Christian alcoholism is a condition when a Christian alcoholism sufferer becomes physically dependent on alcohol. Christian alcoholism requires more than just faith in God to beat it. Faith in Jesus Christ is the foundation and cornerstone to recovery from Christian alcoholism but action must be taken to truly take advantage of His guiding influence. Spencer Recovery Centers treats Christian alcoholism by encouraging Christian growth. The 12 step recovery process is utilized as is individual and group counseling incorporating Jesus Christ has our Higher Power. Call us today if you are committed to recovering from Christian alcoholism and reconciling your relationship to God, your family and loved ones.
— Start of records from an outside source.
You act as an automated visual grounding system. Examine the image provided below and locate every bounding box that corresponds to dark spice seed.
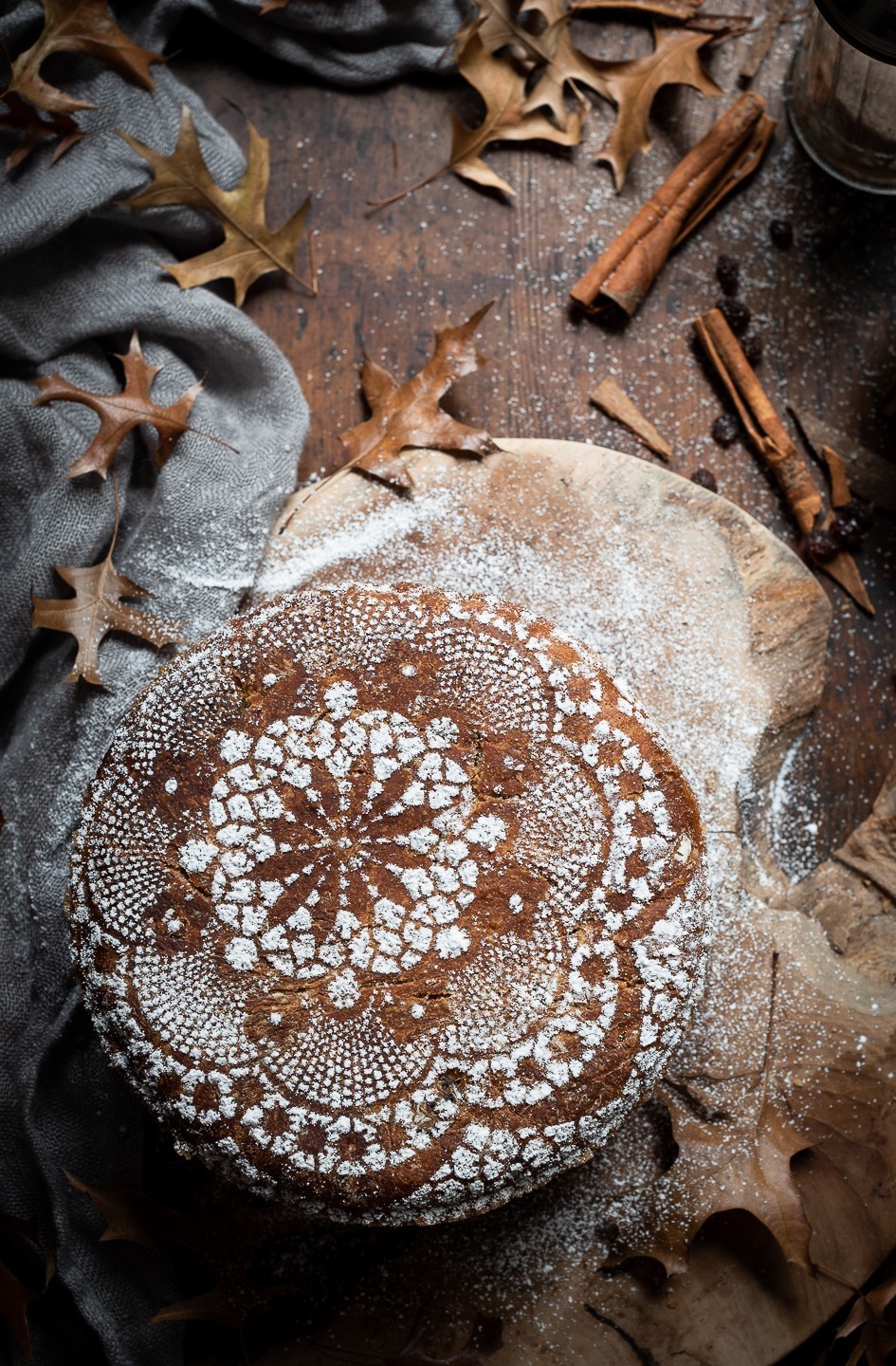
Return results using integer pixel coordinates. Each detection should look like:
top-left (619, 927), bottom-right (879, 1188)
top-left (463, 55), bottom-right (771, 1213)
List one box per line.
top-left (769, 218), bottom-right (794, 251)
top-left (712, 413), bottom-right (741, 447)
top-left (717, 299), bottom-right (753, 338)
top-left (691, 466), bottom-right (719, 493)
top-left (741, 332), bottom-right (765, 366)
top-left (716, 252), bottom-right (741, 295)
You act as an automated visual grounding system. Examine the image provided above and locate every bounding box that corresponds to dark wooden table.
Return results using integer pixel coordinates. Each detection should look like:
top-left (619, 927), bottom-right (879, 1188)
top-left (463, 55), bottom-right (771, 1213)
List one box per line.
top-left (174, 0), bottom-right (896, 875)
top-left (174, 8), bottom-right (896, 1359)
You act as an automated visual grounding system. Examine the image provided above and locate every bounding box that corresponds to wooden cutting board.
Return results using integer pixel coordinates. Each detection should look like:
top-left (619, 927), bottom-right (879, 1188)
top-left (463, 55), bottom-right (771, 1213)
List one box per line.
top-left (253, 440), bottom-right (896, 1366)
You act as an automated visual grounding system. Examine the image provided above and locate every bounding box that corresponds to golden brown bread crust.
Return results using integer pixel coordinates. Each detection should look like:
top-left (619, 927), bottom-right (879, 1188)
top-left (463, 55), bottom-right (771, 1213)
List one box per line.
top-left (69, 586), bottom-right (707, 1223)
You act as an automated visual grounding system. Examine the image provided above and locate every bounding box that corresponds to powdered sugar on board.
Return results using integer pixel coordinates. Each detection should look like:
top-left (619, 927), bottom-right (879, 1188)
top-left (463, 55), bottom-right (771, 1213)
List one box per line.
top-left (240, 441), bottom-right (893, 1366)
top-left (254, 440), bottom-right (829, 872)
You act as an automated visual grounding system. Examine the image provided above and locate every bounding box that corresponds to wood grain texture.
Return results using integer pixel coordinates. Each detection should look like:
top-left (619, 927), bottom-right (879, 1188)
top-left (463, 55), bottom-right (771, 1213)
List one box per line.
top-left (162, 8), bottom-right (896, 1366)
top-left (173, 0), bottom-right (896, 873)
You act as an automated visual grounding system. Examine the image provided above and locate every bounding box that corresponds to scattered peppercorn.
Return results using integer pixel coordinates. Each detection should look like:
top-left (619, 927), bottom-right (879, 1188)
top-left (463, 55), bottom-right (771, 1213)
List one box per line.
top-left (741, 332), bottom-right (765, 366)
top-left (716, 252), bottom-right (741, 295)
top-left (717, 299), bottom-right (753, 336)
top-left (691, 466), bottom-right (719, 493)
top-left (769, 218), bottom-right (794, 251)
top-left (712, 413), bottom-right (741, 447)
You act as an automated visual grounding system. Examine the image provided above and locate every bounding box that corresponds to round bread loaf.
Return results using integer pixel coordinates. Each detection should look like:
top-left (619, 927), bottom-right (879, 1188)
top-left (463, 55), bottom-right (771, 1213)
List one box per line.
top-left (68, 586), bottom-right (709, 1224)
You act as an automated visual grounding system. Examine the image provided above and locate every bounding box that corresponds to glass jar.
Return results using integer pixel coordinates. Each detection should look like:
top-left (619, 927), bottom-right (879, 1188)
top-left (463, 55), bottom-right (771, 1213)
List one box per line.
top-left (788, 0), bottom-right (896, 194)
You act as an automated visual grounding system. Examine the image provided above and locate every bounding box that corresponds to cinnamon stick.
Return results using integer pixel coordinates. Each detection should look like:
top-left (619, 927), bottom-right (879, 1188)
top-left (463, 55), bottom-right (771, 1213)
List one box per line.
top-left (694, 308), bottom-right (874, 614)
top-left (589, 375), bottom-right (672, 460)
top-left (571, 93), bottom-right (775, 317)
top-left (694, 308), bottom-right (825, 535)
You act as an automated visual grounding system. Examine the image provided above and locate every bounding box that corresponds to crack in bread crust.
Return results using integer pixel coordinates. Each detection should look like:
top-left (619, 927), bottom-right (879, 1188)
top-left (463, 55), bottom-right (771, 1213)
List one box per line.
top-left (68, 586), bottom-right (709, 1224)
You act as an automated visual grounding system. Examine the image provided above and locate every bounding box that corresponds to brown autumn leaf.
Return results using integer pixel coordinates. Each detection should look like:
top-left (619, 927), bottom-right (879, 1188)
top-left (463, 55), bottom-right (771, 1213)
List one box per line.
top-left (0, 0), bottom-right (165, 114)
top-left (788, 403), bottom-right (896, 512)
top-left (595, 28), bottom-right (722, 190)
top-left (119, 105), bottom-right (317, 307)
top-left (65, 1172), bottom-right (295, 1332)
top-left (382, 1314), bottom-right (504, 1366)
top-left (834, 1276), bottom-right (896, 1366)
top-left (369, 25), bottom-right (585, 208)
top-left (594, 910), bottom-right (896, 1275)
top-left (34, 332), bottom-right (206, 479)
top-left (31, 489), bottom-right (183, 687)
top-left (0, 1214), bottom-right (56, 1360)
top-left (0, 91), bottom-right (83, 175)
top-left (341, 304), bottom-right (496, 489)
top-left (478, 0), bottom-right (728, 189)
Christian alcoholism is a very painful disease because if often includes the shame and guilt of hiding it from the church. At the very least the guilt of acting on sinful thoughts and compulsions can be a heavy burden for the Christian alcoholism sufferer. Proper treatment for Christian alcoholism is a focus on accepting that Jesus Christ can do for you what you could not do for yourself. Often you or a loved one makes a pledge to never drink again or cut down drinking only to be drunk again the next day or soon after. How does this happen? Perhaps you feel competent at work and feel you live your life by Christian principles yet in this one area you are totally helpless.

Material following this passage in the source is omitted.